Colin’s Story

"Colin wanted to be at home and die at home – that was very important to him."

Colin’s Story

Colin and his family with sunflowers in the background

When Colin was diagnosed with incurable pancreatic cancer in Autumn 2021, staying at home – surrounded by the people, places and peace he loved – was paramount. 

His wife Elspeth, explains how Rennie Grove helped make that possible. 

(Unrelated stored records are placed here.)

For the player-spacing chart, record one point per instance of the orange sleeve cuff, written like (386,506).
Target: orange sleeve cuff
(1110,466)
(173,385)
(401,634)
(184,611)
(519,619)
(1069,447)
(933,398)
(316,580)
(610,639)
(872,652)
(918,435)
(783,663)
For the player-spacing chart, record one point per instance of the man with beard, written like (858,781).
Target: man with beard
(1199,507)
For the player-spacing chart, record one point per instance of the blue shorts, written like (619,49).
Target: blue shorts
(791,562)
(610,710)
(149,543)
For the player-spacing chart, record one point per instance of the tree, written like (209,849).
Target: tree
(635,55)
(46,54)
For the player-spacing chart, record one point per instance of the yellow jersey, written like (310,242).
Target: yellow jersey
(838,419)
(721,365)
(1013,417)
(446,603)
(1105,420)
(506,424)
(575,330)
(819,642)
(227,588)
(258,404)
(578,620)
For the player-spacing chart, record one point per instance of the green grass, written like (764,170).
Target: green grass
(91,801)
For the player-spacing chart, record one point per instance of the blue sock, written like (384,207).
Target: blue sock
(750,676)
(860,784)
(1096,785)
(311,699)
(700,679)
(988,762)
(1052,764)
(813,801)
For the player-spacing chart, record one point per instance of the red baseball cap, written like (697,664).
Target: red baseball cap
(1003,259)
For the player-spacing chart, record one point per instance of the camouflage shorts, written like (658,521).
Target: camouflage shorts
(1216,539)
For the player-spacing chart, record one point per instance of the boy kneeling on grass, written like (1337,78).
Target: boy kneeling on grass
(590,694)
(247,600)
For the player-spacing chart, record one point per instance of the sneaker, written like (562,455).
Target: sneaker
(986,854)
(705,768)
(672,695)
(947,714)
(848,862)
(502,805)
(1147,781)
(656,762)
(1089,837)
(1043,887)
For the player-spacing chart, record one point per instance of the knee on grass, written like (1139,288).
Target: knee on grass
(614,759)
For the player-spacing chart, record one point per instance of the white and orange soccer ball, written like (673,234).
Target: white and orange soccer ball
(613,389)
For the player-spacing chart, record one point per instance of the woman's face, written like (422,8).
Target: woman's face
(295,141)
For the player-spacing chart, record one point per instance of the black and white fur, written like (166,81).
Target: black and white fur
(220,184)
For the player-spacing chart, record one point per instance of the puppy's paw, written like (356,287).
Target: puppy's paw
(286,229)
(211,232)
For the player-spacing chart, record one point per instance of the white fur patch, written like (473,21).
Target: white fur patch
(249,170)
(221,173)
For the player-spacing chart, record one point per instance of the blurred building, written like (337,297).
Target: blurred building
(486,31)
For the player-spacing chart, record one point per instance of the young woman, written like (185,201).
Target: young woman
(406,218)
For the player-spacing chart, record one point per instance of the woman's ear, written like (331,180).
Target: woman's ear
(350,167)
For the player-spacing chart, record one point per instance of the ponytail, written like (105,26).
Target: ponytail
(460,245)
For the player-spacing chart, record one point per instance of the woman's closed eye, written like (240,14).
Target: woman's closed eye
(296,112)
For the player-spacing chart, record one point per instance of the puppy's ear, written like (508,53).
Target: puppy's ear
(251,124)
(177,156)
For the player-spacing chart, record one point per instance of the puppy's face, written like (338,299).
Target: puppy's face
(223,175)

Colin wanted to be at home and die at home – that was very important to him.  Despite the prognosis, he was determined to try everything.  he lived for another year and four months after his diagnosis, passing away peacefully at home as he’d hoped.

I remember when the Hospice at Home nurses first visited us, they made arrangements for ‘anticipatory medicine’.  This, they explained, was so they could treat any symptoms quickly, when the time came, which would help Colin stay at home in safety and comfort.

The Rennie Grove nurses are so well qualified – able to administer strong painkillers.  They are very, very professional, but also genuinely kind.  You could tell this was more than a job to them – you could tell they really cared.

The nurses managed to keep Colin very comfortable.  He was never, to my knowledge, in any pain.  He had a syringe driver towards the end, and he slept peacefully for the last few days.

I remember hearing his breathing change.  At that very moment, the phone rang, and it was a Rennie Grove nurse.  She asked after Colin, and I explained his breathing had just changed.  She said her colleagues were already on their way – they must have known the end was very close.  They’d visited the day before and had been visiting more and more regularly over the last few days – sometimes two or three times a day.

"I'm very glad Colin was able to stay at home, where he felt most at peace, right to the end."


Colin quietly passed away – it was a very peaceful ending.  Not long afterwards, I met the nurses in the driveway.  They gave me a hug, came in and took over.  Washing and dressing Colin, making the necessary phone calls.  I’ll forever be grateful.  That hug meant the world to me at that moment.